Many are unaware of the historical significance of the building. Around 4 centuries old, the building is now almost in shambles. After the death of Dara in 1659, his library passed through many hands and underwent subsequent changes.
It was once the residence of the Mughal Viceroy of Punjab. It also served as the residence of Sir David Ochterlony (1803 A.D.), the first British resident in India who was the only British officer known to have adopted Mughal customs. He renovated the outside and added roman style pillars and a verandah however the building was damaged and robbed of precious books during the revolt of 1857.
It housed a Govt. College and municipal school from 1804 to 1904. The plan was to turn it into a Delhi city museum after the then Chief minister, Sheila Dixit visited the building.
It is presently under the Department of Archaeology, Government of Delhi.
Exhibits from ancient – medieval period lie here. Dusty and broken pieces of pottery from the late Harappan period are displayed in glass cases. These items include- Early historical pottery from the 1st century BC to 4th century AD, moulded pottery from the Kushan & Gupta period and miscellaneous objects of terracotta and bone.
It may not be noticed at first, but in a glass case in a corner lies a half buried skeleton which adds to the eerie atmosphere. Note that these items are not related to the Dara Shikoh or his Library in any way and are merely exhibits.
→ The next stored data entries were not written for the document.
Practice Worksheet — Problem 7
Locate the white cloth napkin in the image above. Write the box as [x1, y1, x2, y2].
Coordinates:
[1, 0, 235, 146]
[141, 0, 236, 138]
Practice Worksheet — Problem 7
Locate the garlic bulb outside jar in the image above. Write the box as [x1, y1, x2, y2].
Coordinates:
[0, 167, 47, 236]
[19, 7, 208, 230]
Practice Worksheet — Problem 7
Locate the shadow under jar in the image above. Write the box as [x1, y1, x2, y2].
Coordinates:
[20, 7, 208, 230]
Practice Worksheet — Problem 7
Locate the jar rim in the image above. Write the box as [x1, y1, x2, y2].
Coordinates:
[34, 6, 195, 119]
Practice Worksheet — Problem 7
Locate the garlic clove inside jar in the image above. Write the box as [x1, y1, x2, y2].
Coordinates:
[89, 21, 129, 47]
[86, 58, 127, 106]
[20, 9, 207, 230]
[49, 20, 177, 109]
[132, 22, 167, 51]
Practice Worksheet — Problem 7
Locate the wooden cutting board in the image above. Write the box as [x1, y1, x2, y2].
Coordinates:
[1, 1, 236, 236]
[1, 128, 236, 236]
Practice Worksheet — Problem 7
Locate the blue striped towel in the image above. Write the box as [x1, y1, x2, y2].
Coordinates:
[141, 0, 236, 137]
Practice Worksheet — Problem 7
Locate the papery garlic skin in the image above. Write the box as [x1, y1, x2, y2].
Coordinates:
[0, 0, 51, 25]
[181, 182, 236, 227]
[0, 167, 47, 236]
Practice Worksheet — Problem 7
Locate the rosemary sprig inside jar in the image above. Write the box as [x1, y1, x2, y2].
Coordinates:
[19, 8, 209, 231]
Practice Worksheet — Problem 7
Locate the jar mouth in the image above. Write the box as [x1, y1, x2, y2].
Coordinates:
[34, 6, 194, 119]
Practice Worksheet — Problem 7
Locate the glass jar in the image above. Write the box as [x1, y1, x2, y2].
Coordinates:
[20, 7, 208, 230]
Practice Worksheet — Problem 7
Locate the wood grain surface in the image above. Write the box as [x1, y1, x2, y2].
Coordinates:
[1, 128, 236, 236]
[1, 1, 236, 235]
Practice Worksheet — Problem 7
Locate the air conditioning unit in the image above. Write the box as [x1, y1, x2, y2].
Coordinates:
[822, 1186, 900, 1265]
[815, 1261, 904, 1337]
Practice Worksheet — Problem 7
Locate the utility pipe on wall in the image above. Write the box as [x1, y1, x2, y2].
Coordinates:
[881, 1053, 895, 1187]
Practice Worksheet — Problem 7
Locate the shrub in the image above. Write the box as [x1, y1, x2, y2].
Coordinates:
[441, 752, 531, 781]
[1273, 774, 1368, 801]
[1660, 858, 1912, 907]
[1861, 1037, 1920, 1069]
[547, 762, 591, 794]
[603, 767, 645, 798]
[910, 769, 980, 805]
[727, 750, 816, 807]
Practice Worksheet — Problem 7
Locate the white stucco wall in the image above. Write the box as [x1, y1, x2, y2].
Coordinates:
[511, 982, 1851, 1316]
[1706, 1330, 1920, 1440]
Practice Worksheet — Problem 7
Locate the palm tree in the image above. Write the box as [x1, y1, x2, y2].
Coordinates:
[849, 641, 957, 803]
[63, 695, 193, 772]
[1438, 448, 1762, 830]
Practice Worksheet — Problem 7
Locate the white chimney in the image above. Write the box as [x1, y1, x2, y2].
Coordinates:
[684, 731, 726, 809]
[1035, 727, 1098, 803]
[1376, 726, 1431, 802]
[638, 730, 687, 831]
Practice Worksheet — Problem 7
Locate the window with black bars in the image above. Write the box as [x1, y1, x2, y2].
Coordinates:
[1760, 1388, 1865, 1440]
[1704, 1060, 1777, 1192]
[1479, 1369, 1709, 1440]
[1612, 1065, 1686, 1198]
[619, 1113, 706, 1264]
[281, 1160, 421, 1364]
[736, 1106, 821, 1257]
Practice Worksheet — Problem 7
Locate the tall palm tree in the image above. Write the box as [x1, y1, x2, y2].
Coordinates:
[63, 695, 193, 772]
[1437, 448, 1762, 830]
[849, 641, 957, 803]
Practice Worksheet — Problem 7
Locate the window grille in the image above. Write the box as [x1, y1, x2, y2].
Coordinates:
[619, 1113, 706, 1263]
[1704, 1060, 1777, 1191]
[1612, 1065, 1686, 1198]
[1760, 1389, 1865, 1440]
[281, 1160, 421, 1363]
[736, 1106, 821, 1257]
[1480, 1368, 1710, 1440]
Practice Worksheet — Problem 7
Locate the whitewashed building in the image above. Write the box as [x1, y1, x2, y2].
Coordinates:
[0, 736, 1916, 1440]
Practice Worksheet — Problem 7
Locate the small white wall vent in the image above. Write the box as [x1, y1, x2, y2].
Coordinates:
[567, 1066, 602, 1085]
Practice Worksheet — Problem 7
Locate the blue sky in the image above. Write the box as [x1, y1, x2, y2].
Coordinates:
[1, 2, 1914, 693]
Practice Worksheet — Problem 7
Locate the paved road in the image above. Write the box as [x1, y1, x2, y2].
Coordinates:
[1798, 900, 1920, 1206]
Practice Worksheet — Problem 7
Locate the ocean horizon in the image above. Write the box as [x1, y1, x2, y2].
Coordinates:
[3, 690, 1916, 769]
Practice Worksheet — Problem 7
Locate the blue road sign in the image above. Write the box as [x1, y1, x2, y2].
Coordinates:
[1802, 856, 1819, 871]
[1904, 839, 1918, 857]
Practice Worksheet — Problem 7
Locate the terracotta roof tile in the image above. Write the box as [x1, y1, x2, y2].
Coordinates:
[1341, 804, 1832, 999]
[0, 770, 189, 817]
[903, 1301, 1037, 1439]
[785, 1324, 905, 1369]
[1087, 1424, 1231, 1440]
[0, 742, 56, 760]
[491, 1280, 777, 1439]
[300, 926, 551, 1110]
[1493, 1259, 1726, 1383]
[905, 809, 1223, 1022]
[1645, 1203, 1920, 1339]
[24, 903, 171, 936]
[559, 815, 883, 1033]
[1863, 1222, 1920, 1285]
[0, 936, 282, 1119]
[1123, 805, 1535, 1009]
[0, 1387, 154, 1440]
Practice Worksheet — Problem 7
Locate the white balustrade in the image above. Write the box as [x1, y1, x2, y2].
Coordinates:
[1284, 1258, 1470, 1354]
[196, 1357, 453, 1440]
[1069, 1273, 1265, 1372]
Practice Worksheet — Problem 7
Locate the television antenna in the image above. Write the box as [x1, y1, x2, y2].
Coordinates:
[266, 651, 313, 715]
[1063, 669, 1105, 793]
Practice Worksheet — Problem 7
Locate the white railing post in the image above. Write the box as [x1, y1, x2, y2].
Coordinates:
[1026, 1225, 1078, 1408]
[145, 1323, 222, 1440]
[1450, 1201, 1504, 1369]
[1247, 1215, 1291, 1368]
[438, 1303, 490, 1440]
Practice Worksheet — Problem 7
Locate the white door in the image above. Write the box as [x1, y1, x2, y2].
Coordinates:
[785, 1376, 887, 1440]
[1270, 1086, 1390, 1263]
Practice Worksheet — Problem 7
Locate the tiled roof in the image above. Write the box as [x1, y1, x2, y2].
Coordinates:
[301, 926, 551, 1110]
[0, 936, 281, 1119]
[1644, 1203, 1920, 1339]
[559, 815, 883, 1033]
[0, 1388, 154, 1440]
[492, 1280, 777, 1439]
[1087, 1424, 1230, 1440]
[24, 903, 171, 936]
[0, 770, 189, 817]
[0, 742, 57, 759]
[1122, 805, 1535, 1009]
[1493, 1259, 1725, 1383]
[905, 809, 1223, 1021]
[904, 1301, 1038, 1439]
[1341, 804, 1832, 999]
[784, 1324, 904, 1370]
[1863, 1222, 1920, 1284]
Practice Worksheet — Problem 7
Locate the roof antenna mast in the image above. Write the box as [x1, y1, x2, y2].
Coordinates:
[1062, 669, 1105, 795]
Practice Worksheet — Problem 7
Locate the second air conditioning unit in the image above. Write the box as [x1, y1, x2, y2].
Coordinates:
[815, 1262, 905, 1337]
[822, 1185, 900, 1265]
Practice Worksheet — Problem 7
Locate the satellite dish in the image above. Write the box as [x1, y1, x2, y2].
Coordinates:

The external part of the building seems to be grand as opposed to the interiors, which are nearly in ruins. A basement on the rear side of the building is hidden by debris. Entry to the rooms behind is not allowed since they are apparently used as offices by the department.
A careful observation will help differentiate between the Mughal architecture in the interior of the building (basement arches, red-sandstone material) which is enclosed by British design on the exterior.
The so called library is a bit out of reach and one would have to traverse the streets of old Delhi, the “Walled City”, in the north of the city near Kashmere Gate.
Cross the road from the metro station and walk along the Church road which has old and rickety buildings (and even an Adidas outlet). Take the first right and enter the campus of Ambedkar University which is located inside the Indira Gandhi Delhi Technical University. It’s another 5 minute walk to the end the campus where the library building is situated. The helpful security guards will point you in the right direction.
When in the area, also explore other sites of historical importance such as St. James Church, Nicholson Cemetery, Qudsia bagh & Flagstaff tower etc.